Doesn't look very monthly to me, more like when they get to it. What I was trying to push for in Miami was some sort of disciplined version and release process (for example the UMLS releases in the spring and in the fall, with AA and AB releases for the year of release.) The issue is that in the space of about 18 months after PhenoDB was mapped to HPO, there were about 20 changes the HPO IDs we linked to (about 1800 I think). Some were easy, the number was folded into another numbers, others were nastier where the definition changed. When I talked to Peter about this in Dublin he did not seem to grasp the issue he was creating.

I suppose we could use the build number as the version. But how do I reconcile across builds? Say I am using build 83 and I get a request in build 79? Or the reverse?

buske · 2015-04-23T16:50:13Z

I would propose:

transmitting the HPO version number for provenance (and using the last stable build, or whatever)
- this could either be per-request, or per-feature
assuming for the time being that definitions remain static across versions
ignoring terms that are deprecated or not found (and conveying this in the response, e.g. by adding a list of ignored terms, or somehow a per-term message list that we could also use to communicate per-feature scoring)

This is obviously not completely "correct", and can present challenges. However, I don't see any way we can reasonably reconcile, and I don't think we should even try. The number of terms affected are small, the changes are likely small, and we really can't do any better.

For example, a patient might be classified as having microcephaly. If the term definition changes from being < -3SD to <-4SD, there's no way we can properly reconcile this across builds because we don't know the actual measurement. If a new term is created instead, we lose all of the historical information about the term and its frequency. There's no right solution here, but I think the one of least resistance and least "badness" is to actually assume the definitions are close enough that we map any terms we can on any HPO version we have.

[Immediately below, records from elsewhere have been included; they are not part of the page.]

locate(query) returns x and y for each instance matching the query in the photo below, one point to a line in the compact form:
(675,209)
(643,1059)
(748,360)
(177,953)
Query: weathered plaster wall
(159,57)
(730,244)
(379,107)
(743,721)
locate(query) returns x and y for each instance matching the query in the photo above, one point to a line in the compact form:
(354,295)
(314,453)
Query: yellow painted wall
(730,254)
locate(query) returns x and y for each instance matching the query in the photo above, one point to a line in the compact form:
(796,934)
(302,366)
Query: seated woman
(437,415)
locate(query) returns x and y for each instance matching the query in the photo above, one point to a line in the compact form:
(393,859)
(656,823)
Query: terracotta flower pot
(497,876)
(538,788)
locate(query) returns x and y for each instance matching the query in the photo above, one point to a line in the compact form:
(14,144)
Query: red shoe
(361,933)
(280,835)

buske · 2015-04-23T18:54:24Z

Alternatively, if it's obsoleted, we could bump it up the ontology until you find a non-obsolete term. :)

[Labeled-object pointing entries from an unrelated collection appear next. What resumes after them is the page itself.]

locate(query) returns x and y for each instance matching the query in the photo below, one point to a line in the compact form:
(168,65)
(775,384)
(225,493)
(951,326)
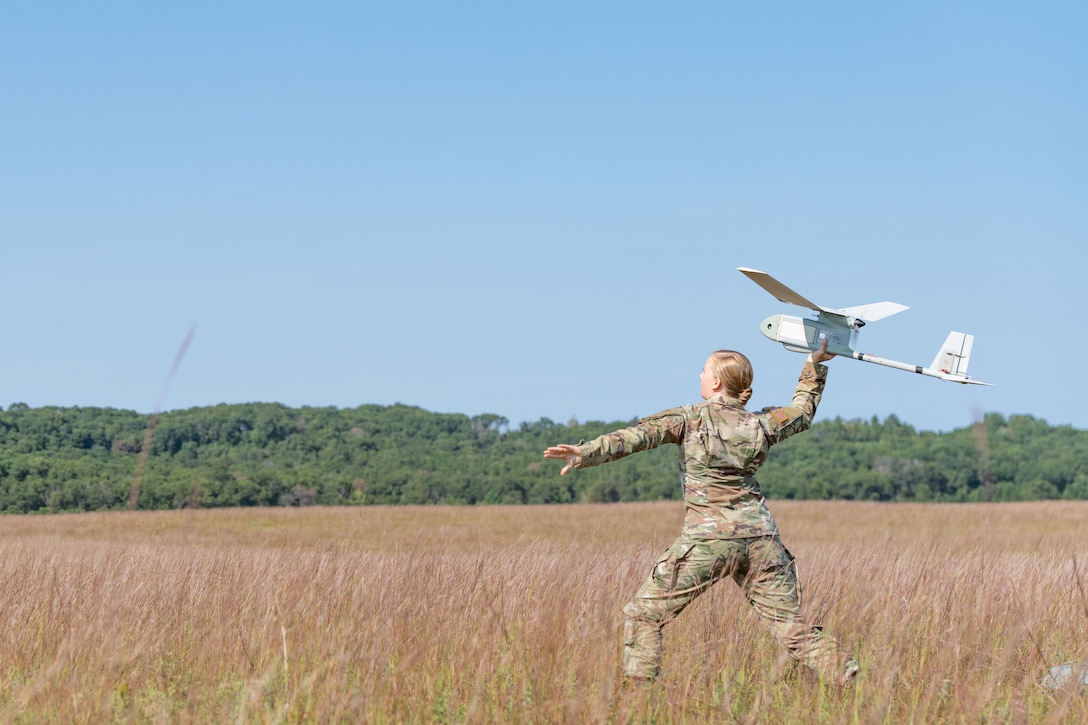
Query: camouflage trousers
(763,568)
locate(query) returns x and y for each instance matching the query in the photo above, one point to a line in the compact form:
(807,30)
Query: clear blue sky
(538,209)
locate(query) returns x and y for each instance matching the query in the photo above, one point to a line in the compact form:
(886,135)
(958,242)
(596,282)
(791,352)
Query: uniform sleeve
(782,422)
(666,427)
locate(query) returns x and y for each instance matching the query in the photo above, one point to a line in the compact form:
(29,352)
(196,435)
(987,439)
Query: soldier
(728,529)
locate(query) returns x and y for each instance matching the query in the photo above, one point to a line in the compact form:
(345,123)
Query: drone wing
(780,292)
(869,312)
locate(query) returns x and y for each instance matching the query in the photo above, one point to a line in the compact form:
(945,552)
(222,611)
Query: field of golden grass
(512,614)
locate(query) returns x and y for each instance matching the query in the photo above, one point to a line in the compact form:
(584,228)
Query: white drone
(840,326)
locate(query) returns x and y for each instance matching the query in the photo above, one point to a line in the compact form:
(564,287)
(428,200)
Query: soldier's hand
(820,355)
(565,452)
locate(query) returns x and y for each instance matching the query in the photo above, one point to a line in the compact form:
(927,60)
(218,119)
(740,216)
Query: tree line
(267,454)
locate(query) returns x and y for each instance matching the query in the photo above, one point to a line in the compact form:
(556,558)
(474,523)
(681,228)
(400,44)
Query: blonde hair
(734,372)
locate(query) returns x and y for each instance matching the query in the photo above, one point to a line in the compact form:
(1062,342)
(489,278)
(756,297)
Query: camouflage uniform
(728,529)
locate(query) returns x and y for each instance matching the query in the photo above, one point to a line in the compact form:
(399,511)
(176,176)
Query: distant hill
(267,454)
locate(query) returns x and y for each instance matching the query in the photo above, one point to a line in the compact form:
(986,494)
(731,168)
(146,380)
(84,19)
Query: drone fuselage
(802,335)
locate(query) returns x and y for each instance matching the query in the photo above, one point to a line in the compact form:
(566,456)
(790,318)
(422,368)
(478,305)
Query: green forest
(266,454)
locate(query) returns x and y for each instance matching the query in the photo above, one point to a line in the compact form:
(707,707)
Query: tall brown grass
(512,615)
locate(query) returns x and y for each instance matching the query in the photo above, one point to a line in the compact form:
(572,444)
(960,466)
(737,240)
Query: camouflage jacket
(721,445)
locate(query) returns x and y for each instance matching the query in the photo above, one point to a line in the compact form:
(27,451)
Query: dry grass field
(512,615)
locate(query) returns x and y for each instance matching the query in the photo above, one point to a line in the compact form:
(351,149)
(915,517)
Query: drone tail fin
(952,358)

Relequestual · 2015-04-27T10:51:45Z

"Alternatively, if it's obsoleted, we could bump it up the ontology until you find a non-obsolete term. :)"

I was thinking this could be a solution, however it would require the requester to do the bumping, as the reciever wouldn't know how to bump the term.

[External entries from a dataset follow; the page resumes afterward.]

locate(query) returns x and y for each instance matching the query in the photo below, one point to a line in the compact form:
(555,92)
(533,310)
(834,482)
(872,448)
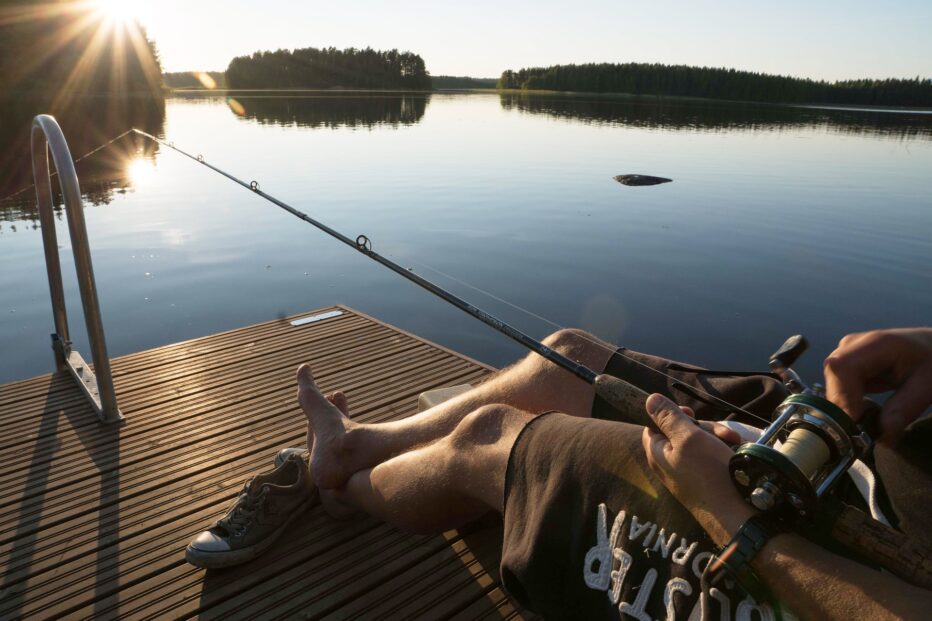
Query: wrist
(722,522)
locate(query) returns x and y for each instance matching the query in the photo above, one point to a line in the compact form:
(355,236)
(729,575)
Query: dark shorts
(759,393)
(590,533)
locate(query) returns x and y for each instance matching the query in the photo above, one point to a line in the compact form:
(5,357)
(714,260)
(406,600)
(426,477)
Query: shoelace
(241,515)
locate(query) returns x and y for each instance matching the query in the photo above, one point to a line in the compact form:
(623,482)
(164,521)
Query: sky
(817,39)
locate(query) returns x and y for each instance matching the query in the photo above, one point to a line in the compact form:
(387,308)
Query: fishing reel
(803,453)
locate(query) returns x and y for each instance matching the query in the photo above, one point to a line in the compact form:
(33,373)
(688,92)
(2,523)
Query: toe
(308,393)
(339,399)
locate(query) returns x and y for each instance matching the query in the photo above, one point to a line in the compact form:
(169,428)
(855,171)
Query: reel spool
(802,454)
(799,458)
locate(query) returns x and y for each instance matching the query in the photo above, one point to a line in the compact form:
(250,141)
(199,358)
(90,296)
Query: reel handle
(790,351)
(626,398)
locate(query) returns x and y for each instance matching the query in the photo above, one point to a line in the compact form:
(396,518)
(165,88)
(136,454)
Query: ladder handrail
(47,137)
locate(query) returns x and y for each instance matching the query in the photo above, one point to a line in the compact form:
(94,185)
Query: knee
(485,425)
(571,342)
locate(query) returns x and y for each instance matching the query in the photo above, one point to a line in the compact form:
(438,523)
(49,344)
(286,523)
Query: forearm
(817,584)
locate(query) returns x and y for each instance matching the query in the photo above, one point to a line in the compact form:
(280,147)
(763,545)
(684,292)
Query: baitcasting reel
(802,454)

I met someone at the ga4gh uk meeting on Friday (24th April) who claimed to have solved this problem, and is looking at making the solution open source. I will open up further discussions with him on this to assess if it's a viable solution.

buske · 2015-04-27T16:44:00Z

Fair point. I was thinking that the node was flagged as obsoleted, but the links were still there. It turns out this is not the case. These obsolete terms always seem to be annotated with 'replaced_by', where it's clear what we should do, or 'consider', in which it isn't, and we may not be able to use the term for now, until we have a better solution.

Relequestual · 2015-04-28T10:06:53Z

Oh gosh... that's not especially helpful. It seems HPO is not really designed to be used programtically without human interaction... =/

A potential solution, I've considered but dislike, is that each system has an endpoint which returns ontologies supported, and what version. The system could then check if the version is older or newer, and get a copy of that version, digest it, and then where terms are obsoleted or not present in the searching system, the user could be asked to make adjustments. I don't really think this is a viable option, but it may spur some further thought.

I have emailed the person I met at the ga4gh UK day, so am waiting for him to return. Ontologies are feeling more and more like they cause as many problems as they try to solve.

fschiettecatte · 2015-04-28T16:47:55Z

GeneMatcher is in a strange place with this because we use PhenoDB IDs internally. There are 3,646 features, of which 2,857 are mapped to HPO. This mapping is done manually and is checked/updated every 12-18 months.

So when we get an MME request we have to map the feature HPO IDs to PhenoDB IDs.

To do that we take the HPO ID and walk up the HPO tree until we hit a mapping to PhenoDB. This is made a little tricky because HPO features can have multiple parents, so we pick the 'closest' one.

Obviously this mapping is done ahead of time for efficiency (one lookup to get the corresponding ICHPT ID, if any), and we update this mapping every week with a current copy of the hpo.obo file. There are going to be HPO IDs that cannot be resolved and we just drop them and we also map alternative/obsolete HPO IDs.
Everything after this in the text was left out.